On the Gold Coast yesterday promoting the still-in-production Sanctum which he is executive producing with Australian director Alister Grierson, Cameron instead points to Kathryn Bigelow’s The Hurt Locker.
“This is not our season with Avatar,” he said in relation to the March 8 awards ceremony. The Hurt Locker has already triumphed over Avatar with BAFTAs for best film and best direction, and a Director’s Guild of America gong for direction.
“There is a very small part of me emotionally that is a little bit disappointed on behalf of my crew – who worked so hard,” Cameron said.
“Personally, individually? No I’m very, very happy for Kathryn. I think we are all going to be cheering for her this year.”
While Sanctum is not in the same budget league as Avatar – it comes in around $30 million, compared with the latter’s more than $230 million – the 3D film about an underwater cave diving expedition gone wrong is one of Australian filmmaking’s largest undertakings. By comparison, Grierson’s first feature film, Kokoda, had a $3 million budget.

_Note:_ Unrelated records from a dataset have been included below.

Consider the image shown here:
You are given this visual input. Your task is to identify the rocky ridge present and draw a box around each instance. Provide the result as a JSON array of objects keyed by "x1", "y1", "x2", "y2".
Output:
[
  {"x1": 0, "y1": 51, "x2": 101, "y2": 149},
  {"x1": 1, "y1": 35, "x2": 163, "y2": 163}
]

Sanctum – being filmed on the Gold Coast and at the Warner Roadshow Studios at Oxenford – stars Richard Roxburgh (Moulin Rouge ), Rhys Wakefield (Home And Away) and Ioan Gruffudd (Fantastic Four) and utilises the same Cameron/Pace Fusion 3D camera system used on Avatar.
“It’s great that we’re being a bit more ambitious about filmmaking and tackling these kind of things,” Grierson said yesterday.
“Sanctum is very fortunate, for a lot of reasons – (producer) Andrew Wight’s relationship with Jim (Cameron), giving us access to American finance sources; very fortunate the Australian Government’s rebate system was around at the same time; we almost got whacked by the global financial crisis as the Aussie dollar kind of went north – but we somehow struggled through that and survived.”
Cameron, for his part, left his Aussie director well alone on the project. Yesterday was only Cameron’s second day on the Gold Coast – principal photography started last November.
“I’m like the fairy godmother producer – I just add the money and stand back because I’m not going to produce a director that isn’t grown up and can’t make a film.”